Ertesi gün akşam karanlığında vardığımız Bahia’yı gündüz gözü ile dolanmaya başladık. Anlatmakla olmaz, gidip görmek gerek. Ama gazetemizin bir promosyonu olarak size bir kıyak yapabilirim. Hiçbir kupon biriktirmeden Gugıl’ı tıklayın. İlk duyduğumdan beri sözlerini hiç dikkat etmediğim ancak ritmik yapısından dolayı dinlemekten keyif aldığım “dedo-rili-kerebat-tas” seklinde nakaratına bağıra çağıra eşlik ettiğim şarkının ikinci versiyon klipi burada çekilmiş. Sonradan rahmetli ‘Maykıl Ceksin’a ait olduğunu öğrendiğim (Müzik ile pek aram yoktur yadırgamayın piliiiz. Kim söylemiş? Ne demiş? Beni bağlamaz! Hoşuma gider dinlerim.) Sonradan Oksford’u bitirdikten sonra aslında “they don’t really care about us” dediğini öğrendim.
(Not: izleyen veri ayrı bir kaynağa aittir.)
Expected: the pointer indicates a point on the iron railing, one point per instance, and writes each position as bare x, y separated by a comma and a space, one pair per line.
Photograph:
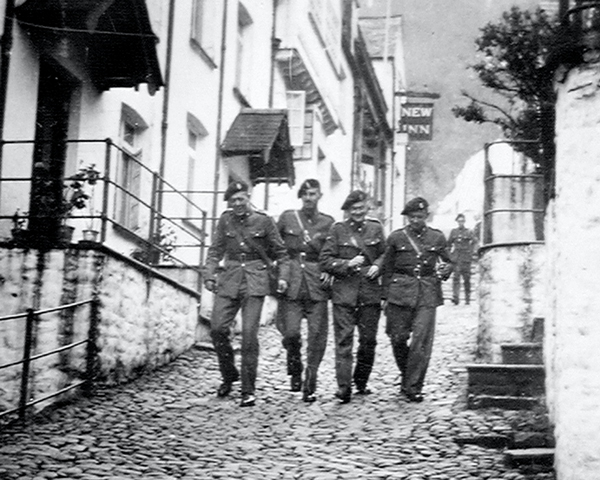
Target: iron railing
31, 316
135, 206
Azcık bilgi vereyim size; üzerinde mavi hapishane üniforması ile bir hapishanede mahkûmlarla beraber kelepçeli şekilde pek çok sert göndermeler, ‘şiddet içerikli görüntüler barındırdığı için’ yayından kaldırılmış. Şarkıdaki ‘sert içerikli göndermeler’ için bu sözlerle genel olarak ırkçılığı ve ırk bazlı nefretini kınamaya çalıştığını söylemiş. İlk klipi yasaklanınca Maykil ‘koton hends in yor poket’ diyerek yeni bir bütçe ile Janerio’da favelalarda* (*Gelecek bölümlerde ne olduğunu anlatacağım. İpucu; yemek değil) ve eş zamanlı olarak Salvador de Bahia’da yeni bir klip çekerek ikinci versiyonu devreye sokmuş. Bu klipte şiddet sahneleri yerine bir ‘Maykil klasiği’ olan ‘eller fermuar üzerinde’ figürleri ön plana çıkmış… Seyretmek isteyenler; Gugil’a ‘care about us’ yazın her iki versiyon da orada… Benden bu kadar… Bu kliplerde taş sokaklar, pastel renkli evler Bahia’da, dar yüksek basamaklarda ve tuğla görünümlü bakımsız evlerin olduğu bölümler de Rio’da çekilmiş. Nasıl gitmiş kadar oldunuz değil mi? Yine yerimiz bitti L
Bir daha ki yazıda, Brezilya’da para nerede saklanır? ‘Don mone’ nedir? Brezilya-Türkiye arası çöpçatanlık, ‘kirli ‘su olarak anılan bir yer nasıl dünyanın en ünlü plajı olur… Hepsi ve çok daha fazlasını bulacaksınız… Azzzz sonra…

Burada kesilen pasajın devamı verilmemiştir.